Its nothing to do with the ruby internals. You are comparing apples with oranges.
in your first example, you are grouping 700 char string 100000 times and finding the count. So its a problem in your logic. not in counting.In the second approach you are just counting,
And in both the approaches you are just using count only
just change the first example like this
def count_frequency_using_chars(sequence)
grouped = sequence.chars.group_by{|x| x}
100000.times do
grouped.map{|letter, array| [letter, array.count]}
end
end
And its as fast as your second
Edit
This approach is 3x faster than the count_frequency_using_count
, check the benchmarks
def count_frequency_using_chars_with_single_group(sequence)
grouped = sequence.chars.group_by{|x| x}
100000.times do
grouped.map{|letter, array| [letter, array.count]}
end
end
def count_frequency_using_count(sequence)
100000.times do
["a", "c", "g", "t"].map{|letter| sequence.count(letter)}
end
end
Benchmark.bm do |benchmark|
benchmark.report do
pp count_frequency_using_chars_with_single_group(sequence)
end
benchmark.report do
pp count_frequency_using_count(sequence)
end
end
user system total real
0.410000 0.000000 0.410000 ( 0.419100)
1.330000 0.000000 1.330000 ( 1.324431)
Andrew to your comments,
measuring the character composition of 100000 sequences once each, not the character composition of one sequence 100000 times
, still your count approach is too slower than the group_by approach. I just benchmarked the large strings as you said
seq = "gattaca" * 10000
#seq length is 70000
arr_seq = (1..10).map {|x| seq}
#10 seq items
and changed the methods to handle the multiple sequences
def count_frequency_using_chars_with_single_group(sequences)
sequences.each do |sequence|
grouped = sequence.chars.group_by{|x| x}
100000.times do
grouped.map{|letter, array| [letter, array.count]}
end
end
end
def count_frequency_using_count(sequence)
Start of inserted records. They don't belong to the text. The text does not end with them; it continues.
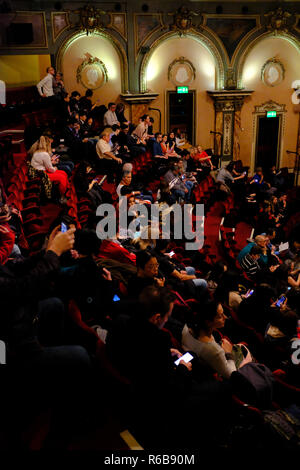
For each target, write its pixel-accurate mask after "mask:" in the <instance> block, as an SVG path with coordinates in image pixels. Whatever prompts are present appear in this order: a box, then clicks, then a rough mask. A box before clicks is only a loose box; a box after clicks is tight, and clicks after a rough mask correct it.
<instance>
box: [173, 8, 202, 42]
mask: <svg viewBox="0 0 300 470" xmlns="http://www.w3.org/2000/svg"><path fill="white" fill-rule="evenodd" d="M168 15H171V16H173V18H174V23H173V24H172V25H171V26H170V29H171V31H176V32H177V33H178V34H179V36H182V35H183V34H186V33H188V32H189V31H190V30H191V29H192V28H193V27H195V25H193V23H192V18H193V17H194V16H199V13H197V12H196V11H191V10H189V9H188V8H186V7H185V6H181V7H180V8H178V10H177V11H176V12H175V13H168Z"/></svg>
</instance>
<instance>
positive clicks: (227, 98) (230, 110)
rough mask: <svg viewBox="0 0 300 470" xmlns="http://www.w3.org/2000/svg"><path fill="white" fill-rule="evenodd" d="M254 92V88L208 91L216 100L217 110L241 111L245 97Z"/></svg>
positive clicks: (211, 97) (225, 110)
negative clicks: (225, 90)
mask: <svg viewBox="0 0 300 470" xmlns="http://www.w3.org/2000/svg"><path fill="white" fill-rule="evenodd" d="M252 93H253V91H252V90H247V91H246V90H231V91H225V90H224V91H207V94H208V95H209V96H210V97H211V98H212V99H213V101H214V105H215V109H216V111H217V112H219V111H222V112H229V111H239V110H240V109H241V108H242V106H243V104H244V100H245V98H247V97H248V96H251V94H252Z"/></svg>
sequences.each do |sequence|
100000.times do
["a", "c", "g", "t"].map{|letter| sequence.count(letter)}
end
end
end
Benchmark.bm do |benchmark|
benchmark.report do
pp count_frequency_using_chars_with_single_group(arr_seq)
end
benchmark.report do
pp count_frequency_using_count(arr_seq)
end
end
For processing 100000 times, 10 sequences each with 70000 length
user system total real
3.710000 0.040000 3.750000 ( 23.452889) #modified group_by approach
1039.180000 6.920000 1046.100000 (1071.374730) #simple char count approach
Your simple char count approach is 47% slower than the modified group_by approach for the high volume strings. I ran the above benchmark for just 10 sequences each with 70000 length. Assume this for 100 or 1000 sequences, simple count would never an option. right?